Gallery Elysium represents the heritage of one of the most interesting artists of the second half of the 20th century Vladimir Vasilievich Sterligov (1904 — 1973). Sterligov is a significant artist, whose works were underestimated for a long time. This exhibition is the first personal exhibition of the artist inMoscow. Sterligov’s works of late 1940s — early 1970s are exposed at the exhibition. The illustrated research catalogue was published within the exhibition; it contains 204 works of the artist, including 100 works, which were published for the first time.
Works by Vladimir Sterligov are close to philosophy and poetry of the Association of Real Art (OBERIU), to concepts of forms in plastic art by K. S. Malevich and M. V. Matyushin.
Sterligov’s plastic art depicted paradoxical, illogical world; it was connected with the alogism manifesto of Malevich in his painting Cow and violin (1913) and to the illogical poetry of Sterligov’s congenial friend, OBERIU poet A. I. Vvedensky.
Poets of OBERIU realized that the human mind does not understand the world, which a man lives in. Probably the world is not organized in a way we suppose. There is a world as well as antiworld. According to Sterligov, a man always contacts with this antiworld and finds methods of expression in art. He supposed that we lived in antiworld and took it for real world. Perhaps, the absurdity of other world is a real harmony.
There are many worlds, which coexist with each other and form special space in works by Sterligov. These worlds have characteristic common features: Absence of top and bottom — their reversibility, Absence of weight, Coexisting of the farthest and the nearest, Reflectivity of the world, Unscrewed space (volumes and forms are composed according to the principle of the Möbius strip), Staggered space (world in movement) and Surrounding geometry (object and background organize special space, so called hidden geometry).
Sterligov followed the principles of the Association of Real Art (OBERIU). At the same time he was a pupil of Malevich and Matyushin (the founder of organic style in painting). Sterligov created his own recognizable plastic art system, developing the ideas of classical Russian avant-garde. Malevich created suprematist straight line in order to reorganize cubism structures into abstract geometrical elements. Sterligov discovered the other cubism component — curve line. According to Sterligov, the curve line formed the Dome and the Cup. He considered them as a main component of the universe. He thought that all forms in the world tend curvely to the Dome and to the Cup.

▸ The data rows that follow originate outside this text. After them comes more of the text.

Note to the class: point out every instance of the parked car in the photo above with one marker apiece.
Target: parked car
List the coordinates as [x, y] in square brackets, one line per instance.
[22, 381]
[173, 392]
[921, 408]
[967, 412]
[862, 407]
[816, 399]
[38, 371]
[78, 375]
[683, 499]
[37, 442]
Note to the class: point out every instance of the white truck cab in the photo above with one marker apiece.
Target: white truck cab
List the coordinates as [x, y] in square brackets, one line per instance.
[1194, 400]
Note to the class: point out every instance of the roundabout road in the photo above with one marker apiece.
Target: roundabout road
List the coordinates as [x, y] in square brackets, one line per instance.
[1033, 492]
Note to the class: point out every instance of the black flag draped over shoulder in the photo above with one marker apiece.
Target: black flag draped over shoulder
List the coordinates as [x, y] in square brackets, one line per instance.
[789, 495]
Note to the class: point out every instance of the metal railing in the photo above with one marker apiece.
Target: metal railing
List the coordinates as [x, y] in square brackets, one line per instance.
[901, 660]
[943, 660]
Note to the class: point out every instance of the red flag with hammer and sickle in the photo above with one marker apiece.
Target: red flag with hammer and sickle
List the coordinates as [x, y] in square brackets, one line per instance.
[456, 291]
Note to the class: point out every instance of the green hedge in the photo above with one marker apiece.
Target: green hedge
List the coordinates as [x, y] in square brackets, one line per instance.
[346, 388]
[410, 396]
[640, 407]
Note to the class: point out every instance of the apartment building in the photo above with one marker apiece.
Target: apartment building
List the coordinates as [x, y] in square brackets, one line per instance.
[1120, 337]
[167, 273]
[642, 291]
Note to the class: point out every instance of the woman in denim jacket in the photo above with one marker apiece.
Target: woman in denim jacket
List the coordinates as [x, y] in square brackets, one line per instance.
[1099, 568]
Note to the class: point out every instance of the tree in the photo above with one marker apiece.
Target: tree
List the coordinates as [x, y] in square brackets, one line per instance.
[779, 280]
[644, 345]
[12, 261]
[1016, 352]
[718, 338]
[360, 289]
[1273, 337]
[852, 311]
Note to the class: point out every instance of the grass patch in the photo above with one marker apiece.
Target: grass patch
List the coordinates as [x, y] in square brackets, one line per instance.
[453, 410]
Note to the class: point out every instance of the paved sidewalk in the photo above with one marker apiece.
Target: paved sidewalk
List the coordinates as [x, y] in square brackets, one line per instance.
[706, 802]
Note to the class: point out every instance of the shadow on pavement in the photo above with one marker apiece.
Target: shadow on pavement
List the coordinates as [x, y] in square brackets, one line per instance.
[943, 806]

Sterligov was engaged in study of form and color in his figurative and non-figurative works of 1960s–1970s. Art of Sterligov is inseparable from his inner world and his Christian faith. According to Sterligov, the curve line is not only pictorial element, but also moral and religious value. He considered the world as a system of the Dome and the Cup.
Vladimir Sterligov went through prison camps, the front, the Siege of Leningrad; but he stayed an artist of culture of 1920s.
On the occasion of artist’s exhibition, the gallery Elysium published the illustrated album monograph Vladimir Sterligov. Painting. Graphics. 1960–1973, dedicated to the artist’s life and art.